The decision to switch from summer to all-year tires concerns Northern and Central Europe.
Volvo Cars announced that all of its pure electric models in Northern and Central Europe will be equipped with Recharge tires for use all year round as standard (instead of summer tires).
The company explains that the all-year-round tires are now good enough to handle mild winters in many markets. The plan is to simplify customers’ lives by avoiding the bi-annual hassle of tire changes. On top of that, there are some environmental advantages.
According to Volvo, its low rolling resistance Recharge tires (produced by an undisclosed manufacturer) are the first tires for year-round use to achieve A-class energy efficiency. They are up to 8% more efficient than winter tires (there is no info on what the difference is compared to summer tires though).
"Driving a pure electric Volvo XC40 on Recharge tyres can reduce energy consumption by up to 8 per cent and extend the average driving range, compared with driving on winter tyres*.
As more customers use just one set of tyres all year round, aluminium wheel production can be reduced, bringing an additional climate impact benefit."
It sounds like a move in the right direction as the universal tires are becoming really good these days. Surely, they will never beat the specialized tires, envisioned for a narrower range of temperatures/conditions, but they provide enough performance for an average driver.
Here is an important part:
"Volvo Cars safety experts have identified that it is less safe to use traditional summer or winter tyres when conditions are dry or wet with temperatures around zero degrees. In these conditions, the Recharge tyres are the safest option."
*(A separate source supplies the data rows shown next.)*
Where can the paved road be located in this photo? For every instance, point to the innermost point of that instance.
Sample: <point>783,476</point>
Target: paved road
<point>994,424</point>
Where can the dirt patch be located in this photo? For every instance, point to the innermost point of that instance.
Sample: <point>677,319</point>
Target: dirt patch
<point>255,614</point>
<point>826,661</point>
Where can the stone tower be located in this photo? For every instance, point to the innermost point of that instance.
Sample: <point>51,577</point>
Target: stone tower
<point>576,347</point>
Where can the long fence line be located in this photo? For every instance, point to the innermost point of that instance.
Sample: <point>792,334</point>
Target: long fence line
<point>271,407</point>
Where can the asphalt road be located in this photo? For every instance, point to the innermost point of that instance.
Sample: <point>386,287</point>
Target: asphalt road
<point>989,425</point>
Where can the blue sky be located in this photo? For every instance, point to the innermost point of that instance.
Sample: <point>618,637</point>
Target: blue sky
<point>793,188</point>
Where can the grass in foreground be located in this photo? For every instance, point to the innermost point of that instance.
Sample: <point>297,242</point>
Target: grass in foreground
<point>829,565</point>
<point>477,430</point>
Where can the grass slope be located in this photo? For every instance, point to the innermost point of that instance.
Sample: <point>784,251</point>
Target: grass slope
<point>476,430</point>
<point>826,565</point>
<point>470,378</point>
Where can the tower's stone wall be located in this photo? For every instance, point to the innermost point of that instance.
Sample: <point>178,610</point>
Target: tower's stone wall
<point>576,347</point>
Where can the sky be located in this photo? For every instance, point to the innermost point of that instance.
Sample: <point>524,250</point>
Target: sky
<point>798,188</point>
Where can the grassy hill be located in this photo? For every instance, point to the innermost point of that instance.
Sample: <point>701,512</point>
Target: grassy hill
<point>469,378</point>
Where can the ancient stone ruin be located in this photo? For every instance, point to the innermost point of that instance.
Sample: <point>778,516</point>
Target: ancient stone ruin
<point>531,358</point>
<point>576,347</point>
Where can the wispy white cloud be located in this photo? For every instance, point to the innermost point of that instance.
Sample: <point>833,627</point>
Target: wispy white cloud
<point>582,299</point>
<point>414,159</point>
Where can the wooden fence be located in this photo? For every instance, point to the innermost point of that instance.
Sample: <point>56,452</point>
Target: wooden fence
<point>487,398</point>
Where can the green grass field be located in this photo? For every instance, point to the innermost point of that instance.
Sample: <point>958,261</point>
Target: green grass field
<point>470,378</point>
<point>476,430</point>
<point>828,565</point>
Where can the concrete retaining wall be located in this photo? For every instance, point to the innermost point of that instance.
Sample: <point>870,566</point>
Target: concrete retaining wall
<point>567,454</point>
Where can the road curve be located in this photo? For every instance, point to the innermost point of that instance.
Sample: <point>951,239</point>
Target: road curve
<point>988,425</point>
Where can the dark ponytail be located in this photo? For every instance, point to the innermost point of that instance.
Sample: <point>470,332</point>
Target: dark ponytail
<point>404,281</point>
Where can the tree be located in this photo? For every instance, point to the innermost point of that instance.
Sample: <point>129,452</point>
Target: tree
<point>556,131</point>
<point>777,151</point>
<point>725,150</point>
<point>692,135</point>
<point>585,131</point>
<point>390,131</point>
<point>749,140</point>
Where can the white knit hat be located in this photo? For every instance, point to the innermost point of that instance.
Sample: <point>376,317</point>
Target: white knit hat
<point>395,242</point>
This is all about the balance between safety, performance and cost. To be perfectly safe even the summer/winter tires would not be enough, because four changes - summer/all year round/winter/all year round - would be even better.
Customers who think they really need summer/winter tires can always order a set as an option.
The change concerns Austria, Belgium, Czech Republic, Denmark, Estonia, Finland, France, Germany, Hungary, Iceland, Latvia, Lithuania, Moldova, Netherlands, Norway, Poland, Slovakia, Switzerland, Sweden and Ukraine.